It’s a fair question: If an insurance company is found to have breached its contractual duty to defend a case against an insured party, but hasn’t acted in bad faith in doing so (in other words, it made a conscientious decision to deny coverage in good faith), is its liability capped by policy limits plus defense costs?
Or, as is queried in a recent article discussing the matter, can the insurer “be held liable for further damages resulting from its breach?”
The question is presently being considered by Nevada’s Supreme Court in a case that commentators say is relevant in Colorado and every other state of the country because it “will impact interests well beyond those of the [litigating] parties.”
In a nutshell, the relevant facts surrounding the matter are these. Several years ago, the insured badly injured a young girl in a car accident. In good faith, the insurer declined to defend the insured, with the matter ultimately ending with a default judgment for the victim’s family well in excess of the limits cited in the insured’s policy.
The insured now wants the insurer to pay the entire amount, which the latter party is strongly resisting on what it and several other industry actors that have joined the case in support say is a long-standing and inviolable principle that is threatened by the demand. A so-called amicus brief in the case argues that the company’s liability must be “capped at the policy’s limits, plus … costs incurred to defend the underlying claim.”

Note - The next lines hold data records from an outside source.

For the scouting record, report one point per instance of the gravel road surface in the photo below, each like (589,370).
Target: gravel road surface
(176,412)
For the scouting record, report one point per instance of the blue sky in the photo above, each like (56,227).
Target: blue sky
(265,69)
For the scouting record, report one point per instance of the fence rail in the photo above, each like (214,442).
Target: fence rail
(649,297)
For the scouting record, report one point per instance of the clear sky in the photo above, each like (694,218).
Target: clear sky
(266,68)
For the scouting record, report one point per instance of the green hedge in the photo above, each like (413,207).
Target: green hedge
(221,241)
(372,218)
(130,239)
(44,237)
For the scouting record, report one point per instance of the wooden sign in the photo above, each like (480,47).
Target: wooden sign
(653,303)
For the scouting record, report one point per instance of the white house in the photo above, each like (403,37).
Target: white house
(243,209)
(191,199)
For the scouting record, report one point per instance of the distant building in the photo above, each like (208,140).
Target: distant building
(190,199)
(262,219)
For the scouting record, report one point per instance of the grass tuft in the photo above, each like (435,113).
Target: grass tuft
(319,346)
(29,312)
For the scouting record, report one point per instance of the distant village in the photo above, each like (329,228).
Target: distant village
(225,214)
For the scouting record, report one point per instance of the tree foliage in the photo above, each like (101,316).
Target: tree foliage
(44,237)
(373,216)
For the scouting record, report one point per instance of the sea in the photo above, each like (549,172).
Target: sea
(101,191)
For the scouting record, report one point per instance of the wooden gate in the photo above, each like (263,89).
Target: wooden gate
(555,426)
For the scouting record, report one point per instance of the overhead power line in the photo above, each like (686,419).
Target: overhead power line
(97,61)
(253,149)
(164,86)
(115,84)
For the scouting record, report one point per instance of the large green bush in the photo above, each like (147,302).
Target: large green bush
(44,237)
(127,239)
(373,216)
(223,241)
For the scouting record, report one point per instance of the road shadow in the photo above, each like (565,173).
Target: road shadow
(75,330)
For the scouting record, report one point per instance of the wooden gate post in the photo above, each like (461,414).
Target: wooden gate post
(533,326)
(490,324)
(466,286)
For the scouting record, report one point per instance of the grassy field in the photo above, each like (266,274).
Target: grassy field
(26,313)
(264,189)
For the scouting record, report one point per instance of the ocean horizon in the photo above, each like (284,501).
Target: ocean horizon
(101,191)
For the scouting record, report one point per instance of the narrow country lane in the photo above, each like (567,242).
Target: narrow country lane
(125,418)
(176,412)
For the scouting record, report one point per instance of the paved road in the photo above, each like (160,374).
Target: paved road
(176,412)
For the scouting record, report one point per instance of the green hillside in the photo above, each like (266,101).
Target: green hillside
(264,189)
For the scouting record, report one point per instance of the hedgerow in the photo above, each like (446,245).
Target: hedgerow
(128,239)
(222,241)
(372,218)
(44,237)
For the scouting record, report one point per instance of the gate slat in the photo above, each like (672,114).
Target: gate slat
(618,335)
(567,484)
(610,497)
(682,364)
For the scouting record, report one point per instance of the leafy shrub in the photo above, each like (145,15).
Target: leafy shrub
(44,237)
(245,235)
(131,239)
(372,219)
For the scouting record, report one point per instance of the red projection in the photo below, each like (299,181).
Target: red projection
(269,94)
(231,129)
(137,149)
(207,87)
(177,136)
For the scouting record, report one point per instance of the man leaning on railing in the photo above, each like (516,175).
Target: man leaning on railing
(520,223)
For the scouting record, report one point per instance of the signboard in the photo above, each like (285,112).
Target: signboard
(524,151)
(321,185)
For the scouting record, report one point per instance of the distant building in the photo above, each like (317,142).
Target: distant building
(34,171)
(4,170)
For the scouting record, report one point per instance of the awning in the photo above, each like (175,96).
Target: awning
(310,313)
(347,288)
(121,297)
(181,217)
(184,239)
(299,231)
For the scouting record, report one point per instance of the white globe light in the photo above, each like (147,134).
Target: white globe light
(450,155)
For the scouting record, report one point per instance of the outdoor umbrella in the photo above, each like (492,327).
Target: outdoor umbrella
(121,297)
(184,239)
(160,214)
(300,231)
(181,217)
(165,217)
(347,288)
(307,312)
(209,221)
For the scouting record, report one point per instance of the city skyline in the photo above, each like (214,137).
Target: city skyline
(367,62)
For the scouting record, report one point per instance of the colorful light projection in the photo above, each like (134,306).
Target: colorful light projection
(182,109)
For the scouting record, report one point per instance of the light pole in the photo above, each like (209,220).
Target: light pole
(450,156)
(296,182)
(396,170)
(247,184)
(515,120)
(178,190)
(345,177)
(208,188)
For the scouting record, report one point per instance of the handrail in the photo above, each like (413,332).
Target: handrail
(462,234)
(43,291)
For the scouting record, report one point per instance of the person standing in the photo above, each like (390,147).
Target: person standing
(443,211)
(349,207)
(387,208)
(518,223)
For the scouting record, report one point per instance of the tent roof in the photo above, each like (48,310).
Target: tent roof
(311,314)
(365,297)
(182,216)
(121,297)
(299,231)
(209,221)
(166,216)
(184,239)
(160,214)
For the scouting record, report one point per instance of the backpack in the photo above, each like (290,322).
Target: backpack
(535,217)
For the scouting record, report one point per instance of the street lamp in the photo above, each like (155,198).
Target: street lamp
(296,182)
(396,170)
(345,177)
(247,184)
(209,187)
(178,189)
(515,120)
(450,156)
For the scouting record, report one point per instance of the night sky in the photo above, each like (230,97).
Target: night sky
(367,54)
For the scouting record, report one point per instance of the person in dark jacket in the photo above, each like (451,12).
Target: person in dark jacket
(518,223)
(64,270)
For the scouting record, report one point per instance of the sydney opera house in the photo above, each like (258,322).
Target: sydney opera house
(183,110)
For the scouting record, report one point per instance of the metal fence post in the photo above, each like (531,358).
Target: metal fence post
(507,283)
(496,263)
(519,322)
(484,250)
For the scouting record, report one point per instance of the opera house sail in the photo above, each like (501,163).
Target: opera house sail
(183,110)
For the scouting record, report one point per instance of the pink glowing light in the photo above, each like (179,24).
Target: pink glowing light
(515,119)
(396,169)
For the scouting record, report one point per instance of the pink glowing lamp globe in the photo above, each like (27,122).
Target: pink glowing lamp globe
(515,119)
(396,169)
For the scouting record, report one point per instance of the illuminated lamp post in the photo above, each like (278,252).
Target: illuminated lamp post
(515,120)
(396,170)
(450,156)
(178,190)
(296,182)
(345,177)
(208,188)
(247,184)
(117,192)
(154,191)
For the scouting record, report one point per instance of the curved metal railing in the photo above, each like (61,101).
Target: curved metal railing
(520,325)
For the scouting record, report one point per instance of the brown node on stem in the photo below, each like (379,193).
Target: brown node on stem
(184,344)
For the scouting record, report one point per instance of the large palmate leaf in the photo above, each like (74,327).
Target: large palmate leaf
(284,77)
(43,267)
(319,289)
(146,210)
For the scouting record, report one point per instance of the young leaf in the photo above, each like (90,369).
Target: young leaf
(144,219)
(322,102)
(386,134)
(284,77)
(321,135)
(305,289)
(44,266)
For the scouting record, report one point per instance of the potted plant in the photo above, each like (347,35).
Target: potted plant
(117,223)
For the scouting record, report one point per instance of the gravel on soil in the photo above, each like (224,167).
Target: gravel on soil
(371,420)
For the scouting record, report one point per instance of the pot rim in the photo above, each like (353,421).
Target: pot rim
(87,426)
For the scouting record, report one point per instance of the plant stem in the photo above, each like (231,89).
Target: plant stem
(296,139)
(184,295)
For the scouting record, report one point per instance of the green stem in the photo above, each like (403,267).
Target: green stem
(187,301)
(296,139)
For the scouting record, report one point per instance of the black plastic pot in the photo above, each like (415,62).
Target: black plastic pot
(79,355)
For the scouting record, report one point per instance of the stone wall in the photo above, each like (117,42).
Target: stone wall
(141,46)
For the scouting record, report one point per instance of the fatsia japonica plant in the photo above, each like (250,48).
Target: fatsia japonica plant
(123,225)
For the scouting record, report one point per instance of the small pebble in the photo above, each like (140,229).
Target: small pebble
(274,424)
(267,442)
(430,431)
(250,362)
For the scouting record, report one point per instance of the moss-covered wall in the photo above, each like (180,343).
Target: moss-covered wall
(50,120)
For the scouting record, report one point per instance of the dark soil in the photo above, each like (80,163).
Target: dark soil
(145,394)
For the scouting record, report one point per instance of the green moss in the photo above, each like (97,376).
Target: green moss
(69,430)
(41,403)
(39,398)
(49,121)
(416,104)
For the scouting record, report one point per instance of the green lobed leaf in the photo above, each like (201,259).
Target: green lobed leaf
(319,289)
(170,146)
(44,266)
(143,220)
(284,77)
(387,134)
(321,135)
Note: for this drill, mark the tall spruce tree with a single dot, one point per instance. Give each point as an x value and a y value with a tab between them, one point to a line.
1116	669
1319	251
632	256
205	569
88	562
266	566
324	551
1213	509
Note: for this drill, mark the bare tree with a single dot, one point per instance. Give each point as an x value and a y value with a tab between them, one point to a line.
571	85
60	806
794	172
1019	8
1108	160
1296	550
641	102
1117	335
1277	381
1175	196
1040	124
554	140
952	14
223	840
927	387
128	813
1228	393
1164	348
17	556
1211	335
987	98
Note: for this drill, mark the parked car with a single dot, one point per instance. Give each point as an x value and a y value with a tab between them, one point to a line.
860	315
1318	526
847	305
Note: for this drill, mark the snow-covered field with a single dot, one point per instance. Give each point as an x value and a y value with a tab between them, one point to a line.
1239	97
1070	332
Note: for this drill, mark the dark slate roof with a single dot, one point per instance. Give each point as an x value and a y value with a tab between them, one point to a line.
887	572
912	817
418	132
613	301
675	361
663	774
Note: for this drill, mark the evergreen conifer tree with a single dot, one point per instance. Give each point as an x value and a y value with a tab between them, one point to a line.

The brief adds that an outcome in which an insurer acting in good faith must pay out an amount exceeding policy limits “would improperly penalize insurers for reasonably disputing coverage and inject undesirable uncertainty into the insurance bargain.”
Such an outcome, the insurers say, would broadly disservice insurers by setting a harmful precedent based upon an ignoring of agreed-upon policy limits.
And, they argue, that would ultimately damage both insurers and would-be insureds contracting for coverage.